I have a triangle T and its transformed version T' – i.e, I know the correspondence of vertices between the two triangles.

Is it possible to find the affine transformation A, that transformed T to T'?

I know v1,v2,v3 of T and v1',v2',v3' of T', where each v has a 3D coordinate (x,y,z).

The affine transformation I believe has 12 parameters, so ideally I'd need 4 points to find A. But is there a way to do it with 3 known points (even if approximately)?

Thank you for any ideas..

Answer 1

We assume that the two triangles are non-degenerate.

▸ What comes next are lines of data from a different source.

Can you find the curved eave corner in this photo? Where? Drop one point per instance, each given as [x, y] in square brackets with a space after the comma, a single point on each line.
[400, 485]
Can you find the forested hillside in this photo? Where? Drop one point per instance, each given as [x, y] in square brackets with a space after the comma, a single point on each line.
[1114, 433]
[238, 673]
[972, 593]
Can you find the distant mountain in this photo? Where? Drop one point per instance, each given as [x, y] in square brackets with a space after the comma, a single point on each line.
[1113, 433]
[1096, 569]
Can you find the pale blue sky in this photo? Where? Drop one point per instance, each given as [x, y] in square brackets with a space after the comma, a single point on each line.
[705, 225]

In fact, in the general case, a linear transform fulfilling the task. Here is how.

As $A$ must send $V_k$ onto $V'_k$ for $k=1,2,3$, we can write:

$$A \times \underbrace{\begin{pmatrix}|&|&|\\V_1&V_2&V_3\\|&|&|\end{pmatrix}}_{B} = \underbrace{\begin{pmatrix}|&|&|\\V'_1&V'_2&V'_3\\|&|&|\end{pmatrix}}_{B'}$$

Two cases :

• The general case : If $\{V_1,V_2,V_3\}$ are independent, matrix $B^{-1}$ exists, and we can take

$$A=B'B^{-1}$$

for the matrix of the transformation.

• If ${V_1,V_2,V_3}$ are dependent (it means that the plane defined by the initial triangle passes through the origin), corresponding matrix $B$ has rank $2$. Then, taking a translation $t$ along the normal vector of this plane, replacing $\{V_1,V_2,V_3\}$ by $t(\{V_1,V_2,V_3\})$, we are back to the previous case with the existence of a linear transform $\ell$ such that :

$$\ell(t(\{V_1,V_2,V_3\}))=\{V'_1,V'_2,V'_3\}$$

Therefore, composition $a=\ell \circ t$ is a solution.